The flow is accelerating, but the acceleration $$\frac{\partial u}{\partial t}$$ as I said is homogeneous through the entire fluid, so it does not depend on z. The equation of Continuity says that UA=constant in the whole pipe, IFFFF the density remains constant. IFFF the acceleration would depend on the height, the velocity would too, and the flow wouldn't be incompressible at all (the column of water would behave as a spring). But experimentally that's not the case, it behaves like approximately a brick, so U=constant throughout the fluid but NOT in time. Moreover, the acceleration in incompressible flow is instantaneously felt by any part of the fluid, because acceleration is propagated via pressure waves, and pressure waves travel at the speed of sound (infinite in incompressible flow).
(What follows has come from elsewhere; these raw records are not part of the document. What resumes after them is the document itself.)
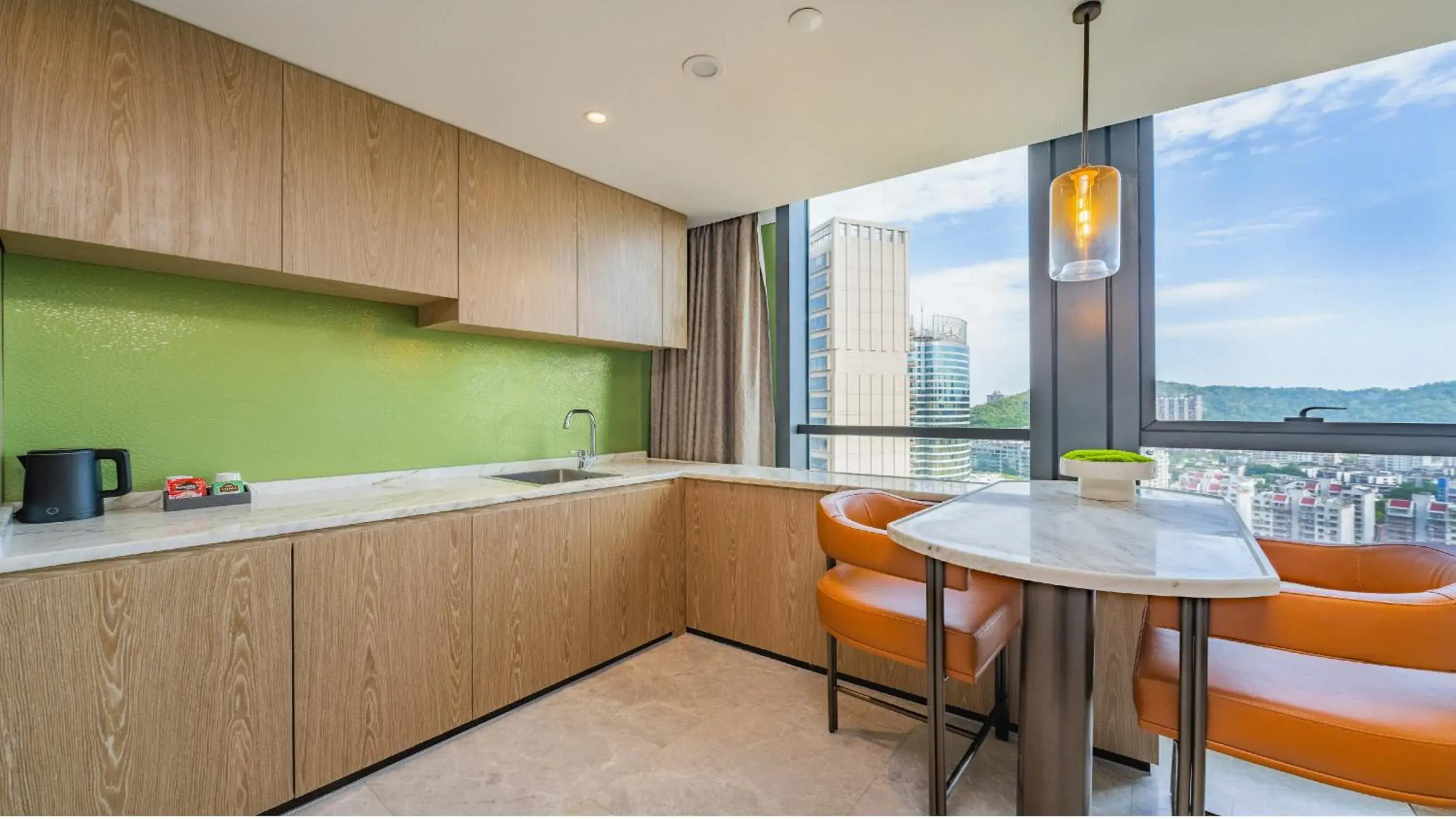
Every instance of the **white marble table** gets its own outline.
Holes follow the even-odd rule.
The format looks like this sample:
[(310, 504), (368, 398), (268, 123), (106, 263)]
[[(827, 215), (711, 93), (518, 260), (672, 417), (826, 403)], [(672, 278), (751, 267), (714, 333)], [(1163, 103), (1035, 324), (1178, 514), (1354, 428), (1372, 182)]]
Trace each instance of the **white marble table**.
[[(888, 531), (927, 559), (932, 736), (945, 720), (943, 690), (933, 684), (945, 676), (945, 563), (1026, 582), (1016, 797), (1022, 815), (1085, 815), (1091, 807), (1096, 592), (1184, 598), (1174, 802), (1179, 813), (1203, 815), (1208, 599), (1267, 596), (1280, 588), (1233, 506), (1159, 489), (1139, 489), (1133, 502), (1083, 500), (1072, 482), (1003, 482), (901, 518)], [(932, 812), (945, 807), (945, 777), (936, 774), (945, 762), (936, 745)]]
 Quote by QGoest For the case of steady flow
I appreciate your comments, but this is NOT a steady flow, as well as the free falling of a brick is not steady. A problem that could be treated as a quasisteady one could be the discharge of water FROM a vessel through a pipeline of diameter much smaller than the vessel diameter, because the time scale variation of the vessel water height can be approximated as very long compared with the local flow times at the exit of the pipe.

Still you can apply Bernoulli, but not the usual Bernoulli. You have to employ the unsteady Bernoulli equation. I did it, solving the problem, and it showed us, as it was sensible, that it is consistent with the classical mechanics of a falling body. The static pressure is the atmospheric pressure throughout the entire pipeline, as it couldn't be otherwise.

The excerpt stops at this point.